The first season of HBO’s terrific crime series True Detective posited that time is a flat circle, and Season 3 demonstrates that.

After faltering in its sophomore year, True Detective is back to form — largely by retracing many of the same paths of the premiere season. And while television do-overs are typically a recipe for disaster, this reiteration may actually top the original.

That’s no mean feat, given the brilliant performances in the first by Matthew McConaughey and Woody Harrelson as detectives haunted by the grisly murder of children.

But Season 3 is unafraid of revisiting the themes of the first. If anything, it reinforces the underlying message of the original — that the demons of human nature cannot be escaped, only challenged when they resurface. This current season of True Detective foregoes the often-florid language and stereotyped women that hampered the first, instead anchoring it real-world characters that are more relatable and socioeconomic tensions that still exist today — even though the crimes occurred more than three decades ago.

The new story returns viewers to the South, where partners Wayne Hays (Mahershala Ali) and Roland West (Stephen Dorff) catch a case involving two children who disappeared on a bike ride. The boy’s body is found is found quickly; the missing girl drives the bulk of the series.

Veterans of the series will immediately recognize the similarities:

  • The story hopscotches through time. Just as detectives Rust Cohle (McConaughey) and Martin Hart (Harrelson) have to reopen and re-investigate a crime they thought was closed, Hays and West not only have to re-investigate a crime, they must re-investigate the reinvestigation.
  • Social tension brews between cops. Cohle and Hart often clashed over faith and family values. Hays and West, while both being Vietnam War vets, find themselves at odds over much more tangible differences, such as race, economic differences, even duties while in service.
  • Location is a character in itself. Season 1 was rooted deeply in the bayou backwoods of Louisiana (creator Nic Pizzolatto admitted that the sounds of crickets and frogs were so prevalent he gave up trying to dim them in sound mixing, letting it create an aural tension to the show). Season 3 is just as entrenched in the South, only this time Arkansas. The show was shot in Arkansas, and everything from the bars to cafes to the Devil’s Den park where the children disappeared, are actual spots in northwest Arkansas. Even many extras in the show are Arkansas residents, not actors

Despite the similarities, this season has a couple advantages over its predecessor, the primary one being Ali. The Oscar-winning actor, who could become a two-time winner with his recent Supporting Actor nomination for Green Book, is a gravel-voiced wonder. Because he populates three separate time frames in the series — as a young loner detective, a middle-aged cop with a wife and kids, and finally a retired senior battling dementia — Ali seems to inhabit three wholly different people.

Also, Season 3 makes better use of the hardscrabble poor that populate the landscape. While both utilize overly-ambitious small-time politicians, season three better captures the paranoia and tension that paralyzes a small town unaccustomed to violence, particularly involving children. A scene in episode three of an empty school bus making worthless stops beautifully underscores the series’ brooding tension.

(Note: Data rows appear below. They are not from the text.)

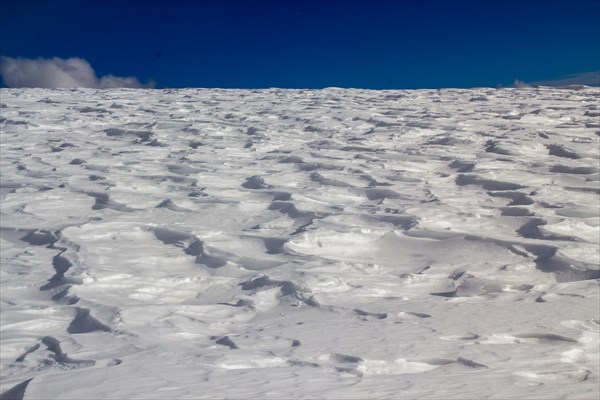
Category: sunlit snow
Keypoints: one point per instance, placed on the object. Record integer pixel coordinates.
(200, 244)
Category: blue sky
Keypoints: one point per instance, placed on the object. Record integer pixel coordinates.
(312, 44)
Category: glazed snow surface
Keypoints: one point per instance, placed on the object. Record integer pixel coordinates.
(331, 243)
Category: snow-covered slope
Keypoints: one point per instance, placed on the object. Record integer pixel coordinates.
(333, 243)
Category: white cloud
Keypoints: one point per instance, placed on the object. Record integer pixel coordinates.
(59, 73)
(521, 84)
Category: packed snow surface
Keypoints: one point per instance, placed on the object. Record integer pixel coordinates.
(200, 244)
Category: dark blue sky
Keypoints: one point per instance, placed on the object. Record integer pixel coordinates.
(312, 44)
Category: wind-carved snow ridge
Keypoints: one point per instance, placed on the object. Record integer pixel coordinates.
(299, 243)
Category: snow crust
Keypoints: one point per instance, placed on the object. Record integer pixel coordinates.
(272, 244)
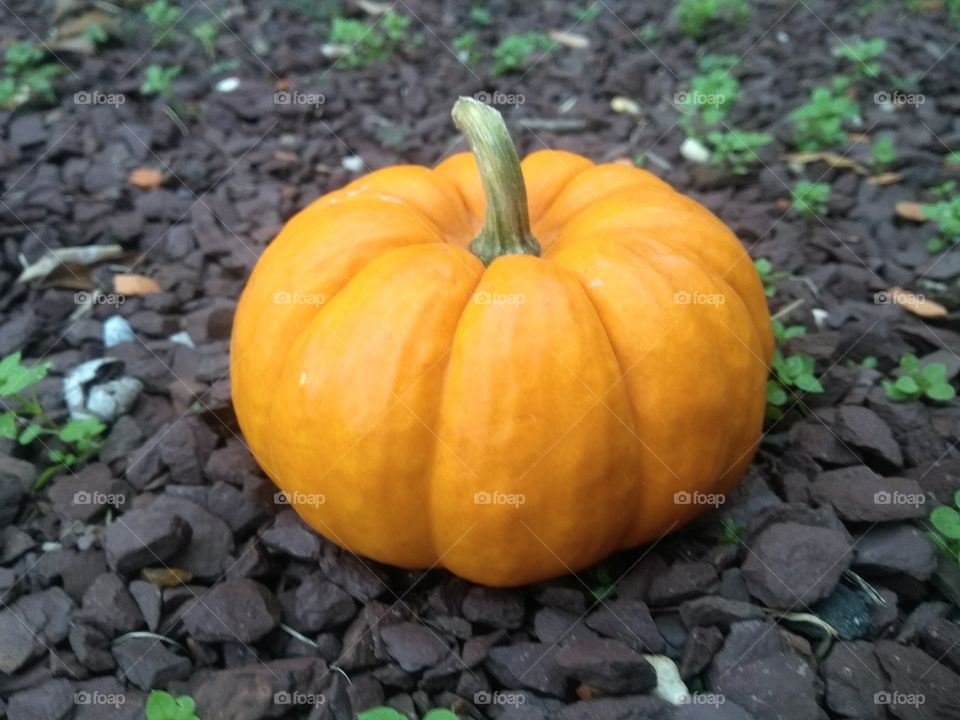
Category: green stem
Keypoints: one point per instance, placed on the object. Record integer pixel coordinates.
(506, 223)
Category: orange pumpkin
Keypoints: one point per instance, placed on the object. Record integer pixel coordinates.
(510, 376)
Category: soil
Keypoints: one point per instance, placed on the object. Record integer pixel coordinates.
(179, 569)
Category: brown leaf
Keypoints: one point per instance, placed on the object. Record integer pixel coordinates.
(134, 285)
(911, 211)
(917, 304)
(166, 577)
(145, 178)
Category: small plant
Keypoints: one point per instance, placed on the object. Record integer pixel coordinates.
(517, 52)
(864, 56)
(26, 77)
(946, 528)
(732, 532)
(161, 17)
(157, 79)
(810, 199)
(789, 373)
(163, 706)
(918, 381)
(206, 35)
(698, 18)
(883, 153)
(386, 713)
(736, 151)
(768, 276)
(713, 90)
(465, 45)
(366, 44)
(946, 214)
(818, 124)
(25, 419)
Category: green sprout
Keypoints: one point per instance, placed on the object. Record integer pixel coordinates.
(25, 420)
(789, 373)
(768, 276)
(698, 18)
(157, 79)
(946, 528)
(163, 706)
(26, 77)
(810, 199)
(365, 43)
(818, 124)
(864, 56)
(517, 52)
(735, 150)
(918, 381)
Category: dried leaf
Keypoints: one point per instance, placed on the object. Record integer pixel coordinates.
(569, 39)
(911, 211)
(885, 179)
(145, 178)
(134, 285)
(85, 255)
(832, 159)
(625, 105)
(166, 577)
(917, 304)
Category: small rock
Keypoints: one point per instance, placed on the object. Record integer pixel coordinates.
(860, 495)
(234, 610)
(148, 664)
(607, 665)
(630, 622)
(140, 538)
(414, 646)
(792, 564)
(494, 607)
(896, 548)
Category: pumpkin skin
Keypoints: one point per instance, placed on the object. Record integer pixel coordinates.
(377, 363)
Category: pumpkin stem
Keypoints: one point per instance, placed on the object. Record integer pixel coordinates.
(506, 223)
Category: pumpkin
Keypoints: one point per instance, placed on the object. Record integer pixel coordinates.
(506, 369)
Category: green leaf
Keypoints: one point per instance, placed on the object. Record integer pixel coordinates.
(8, 425)
(440, 714)
(30, 434)
(79, 430)
(946, 521)
(776, 395)
(381, 713)
(808, 383)
(907, 385)
(942, 392)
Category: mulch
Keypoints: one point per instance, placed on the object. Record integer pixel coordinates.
(182, 536)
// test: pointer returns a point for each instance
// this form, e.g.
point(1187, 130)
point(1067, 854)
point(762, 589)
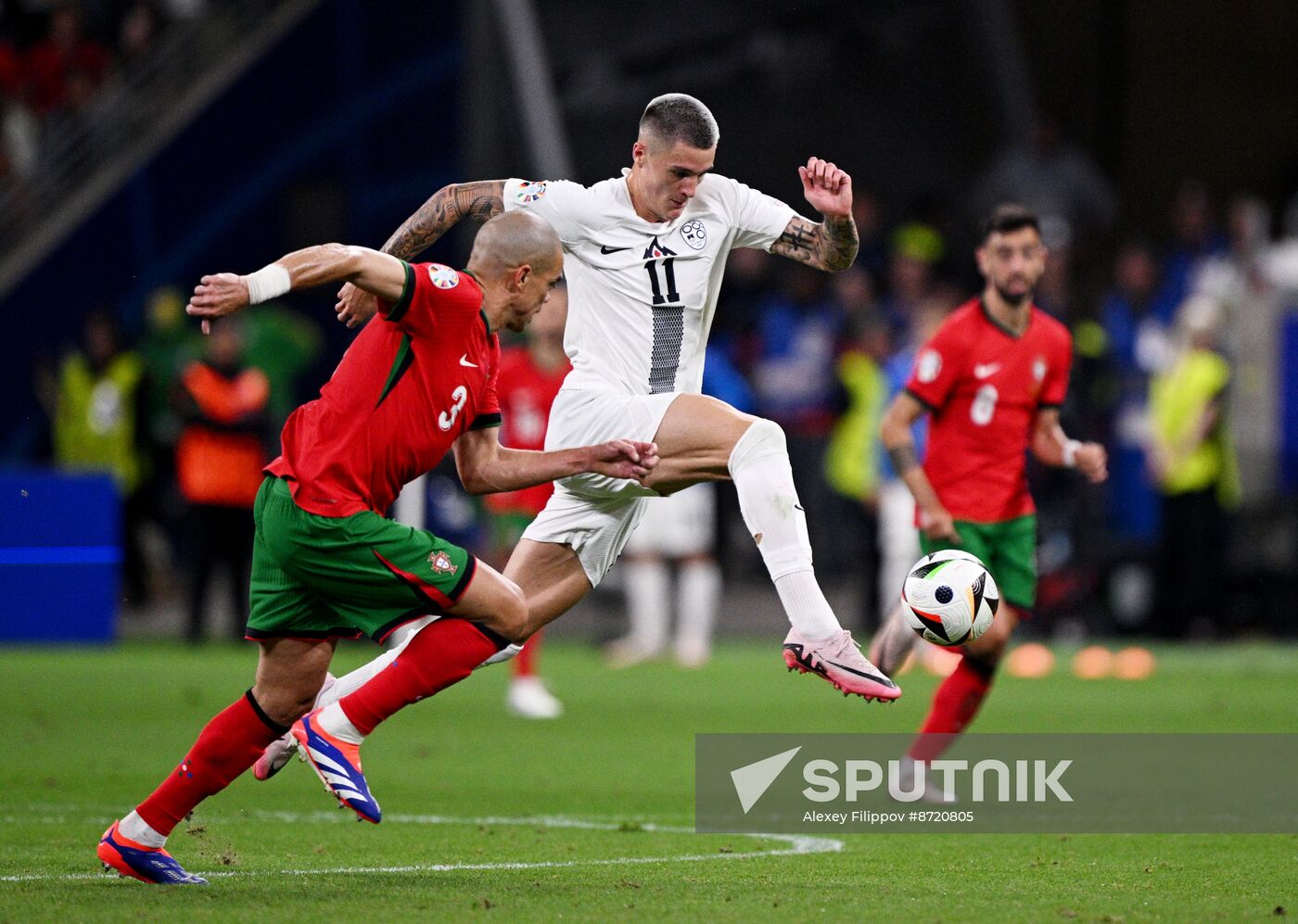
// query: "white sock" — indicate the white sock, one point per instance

What the third installment still hasn’t captured (besides the first True Detective‘s novelty, of course), is the cinematography of the first season. While Australian cinematographer Adam Arkapaw oversees the camera work of the entire series, season three hasn’t had anything yet approaching the six-minute tracking shot in an episode of season one that established the show as a visual stunner (and earned Arkapaw an Emmy nomination). But opportunities will surely abound as the show has rediscovered its footing.

Like The Sopranos and The Wire, True Detective‘s resurgence has established HBO again as a home for riveting murder dramas. Crime may not pay, but it sure makes for good TV.